Another example, newer insulins like Toujeo, Tresiba, and Basalgar could be a great fit for you and improve your blood sugars, but if your doctor doesn’t want to deal with helping you change and try something new, you’re limited to what you’ve always done.
And it shouldn’t be that way. If you suddenly want to try Invokana, you should be able to do that aside from any legitimate medical reason that indicates it’s unsafe.
If your doctor isn’t willing to help you experiment with the many options out there today to make you more successful at managing your diabetes, you deserve a new doctor.
Remember, this is your team!
They don’t have time to help
In today’s medical world, doctors are definitely given very little time with each patient. But you’re paying for their time. They work for you. And you deserve their undivided attention when you’re there for help.
The easiest way around this — if you do really like your doctor — is to schedule more often with their nurse practitioner or diabetes educator, but that’s not always good enough.
If you want more time with the head honcho, consider finding a doctor in smaller practice (versus a hospital) where time with patients is prioritized.

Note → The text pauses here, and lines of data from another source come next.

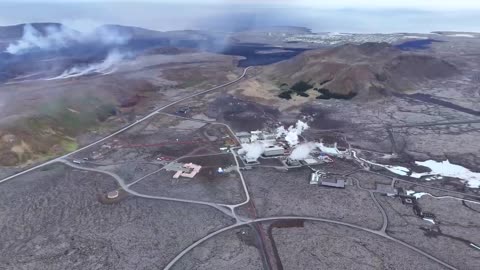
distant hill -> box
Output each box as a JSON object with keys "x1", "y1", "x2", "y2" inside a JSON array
[
  {"x1": 266, "y1": 43, "x2": 459, "y2": 97},
  {"x1": 0, "y1": 23, "x2": 61, "y2": 40}
]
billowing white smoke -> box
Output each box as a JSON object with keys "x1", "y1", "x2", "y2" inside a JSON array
[
  {"x1": 5, "y1": 24, "x2": 130, "y2": 54},
  {"x1": 238, "y1": 142, "x2": 265, "y2": 160},
  {"x1": 289, "y1": 143, "x2": 317, "y2": 160},
  {"x1": 47, "y1": 50, "x2": 128, "y2": 80},
  {"x1": 277, "y1": 120, "x2": 309, "y2": 146}
]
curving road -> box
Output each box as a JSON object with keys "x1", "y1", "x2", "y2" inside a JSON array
[
  {"x1": 0, "y1": 67, "x2": 252, "y2": 184},
  {"x1": 164, "y1": 216, "x2": 457, "y2": 270}
]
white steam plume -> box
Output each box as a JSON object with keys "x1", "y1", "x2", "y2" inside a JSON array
[
  {"x1": 277, "y1": 120, "x2": 309, "y2": 146},
  {"x1": 238, "y1": 142, "x2": 265, "y2": 160},
  {"x1": 47, "y1": 50, "x2": 128, "y2": 80},
  {"x1": 5, "y1": 21, "x2": 130, "y2": 55},
  {"x1": 289, "y1": 143, "x2": 317, "y2": 160}
]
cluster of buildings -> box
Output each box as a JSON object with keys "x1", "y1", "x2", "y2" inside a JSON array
[
  {"x1": 310, "y1": 171, "x2": 345, "y2": 188},
  {"x1": 173, "y1": 163, "x2": 202, "y2": 179}
]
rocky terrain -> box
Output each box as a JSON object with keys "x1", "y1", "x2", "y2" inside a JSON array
[{"x1": 265, "y1": 43, "x2": 459, "y2": 98}]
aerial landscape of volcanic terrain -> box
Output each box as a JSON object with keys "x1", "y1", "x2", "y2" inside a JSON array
[{"x1": 0, "y1": 1, "x2": 480, "y2": 269}]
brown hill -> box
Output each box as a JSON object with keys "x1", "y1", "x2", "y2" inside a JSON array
[{"x1": 266, "y1": 43, "x2": 459, "y2": 97}]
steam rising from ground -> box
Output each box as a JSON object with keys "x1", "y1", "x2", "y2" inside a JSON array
[
  {"x1": 47, "y1": 50, "x2": 128, "y2": 80},
  {"x1": 289, "y1": 143, "x2": 317, "y2": 160},
  {"x1": 238, "y1": 120, "x2": 315, "y2": 160},
  {"x1": 277, "y1": 120, "x2": 309, "y2": 146},
  {"x1": 238, "y1": 142, "x2": 265, "y2": 160},
  {"x1": 5, "y1": 24, "x2": 130, "y2": 55}
]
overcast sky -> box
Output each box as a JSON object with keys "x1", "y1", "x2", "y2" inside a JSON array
[
  {"x1": 0, "y1": 0, "x2": 480, "y2": 33},
  {"x1": 2, "y1": 0, "x2": 480, "y2": 10}
]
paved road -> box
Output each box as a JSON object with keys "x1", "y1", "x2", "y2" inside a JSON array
[
  {"x1": 353, "y1": 178, "x2": 388, "y2": 234},
  {"x1": 312, "y1": 119, "x2": 480, "y2": 132},
  {"x1": 56, "y1": 159, "x2": 235, "y2": 218},
  {"x1": 0, "y1": 67, "x2": 252, "y2": 184},
  {"x1": 164, "y1": 216, "x2": 457, "y2": 270}
]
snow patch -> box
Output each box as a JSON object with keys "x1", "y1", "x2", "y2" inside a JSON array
[{"x1": 412, "y1": 160, "x2": 480, "y2": 188}]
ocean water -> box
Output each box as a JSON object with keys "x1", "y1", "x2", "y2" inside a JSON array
[{"x1": 0, "y1": 0, "x2": 480, "y2": 33}]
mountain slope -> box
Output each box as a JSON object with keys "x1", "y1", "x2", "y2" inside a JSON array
[{"x1": 265, "y1": 43, "x2": 459, "y2": 99}]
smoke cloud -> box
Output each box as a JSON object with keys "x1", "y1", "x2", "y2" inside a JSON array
[
  {"x1": 5, "y1": 23, "x2": 130, "y2": 55},
  {"x1": 47, "y1": 50, "x2": 129, "y2": 80},
  {"x1": 238, "y1": 142, "x2": 265, "y2": 160},
  {"x1": 289, "y1": 143, "x2": 317, "y2": 160},
  {"x1": 277, "y1": 120, "x2": 309, "y2": 147}
]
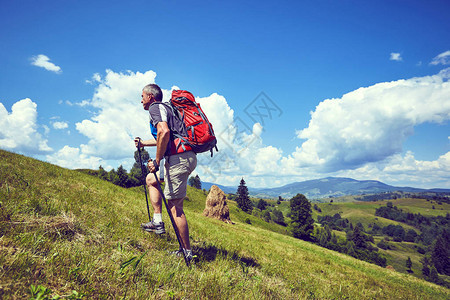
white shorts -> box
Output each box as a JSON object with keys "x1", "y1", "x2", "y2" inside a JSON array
[{"x1": 164, "y1": 151, "x2": 197, "y2": 200}]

You can’t be honest with them
If you show up to your appointments and telling lies or leave things out because you fear being reprimanded or judged, it’s either time for a new doctor or a bit of a reality check in your own noggin’.
They can’t help you if you can’t talk to them about what’s going on in your day-to-day life.
For example, if you’re truly struggling with depression or diabetes burnout, you should be able to show up to that appointment and say, “Hey, I know my A1c has gone up. I’m really struggling mentally with life right now.”
And they could refer you to a therapist and talk about options for managing depression, stress, and anxiety.
But if you feel so much pressure to show up and act like everything is fine, you’re doing yourself a tremendous disservice.
You deserve better. You deserve a doctor that you feel comfortable opening up to when you need their help.
Keep in mind, too, that you don’t have to see an endocrinologist if you’re not dealing with ongoing endocrinology issues. If you’re on a good path in your diabetes management, you can work with a primary care doctor and a diabetes educator. If you ever need more help than their expertise can offer, you simply schedule with your endocrinologist again.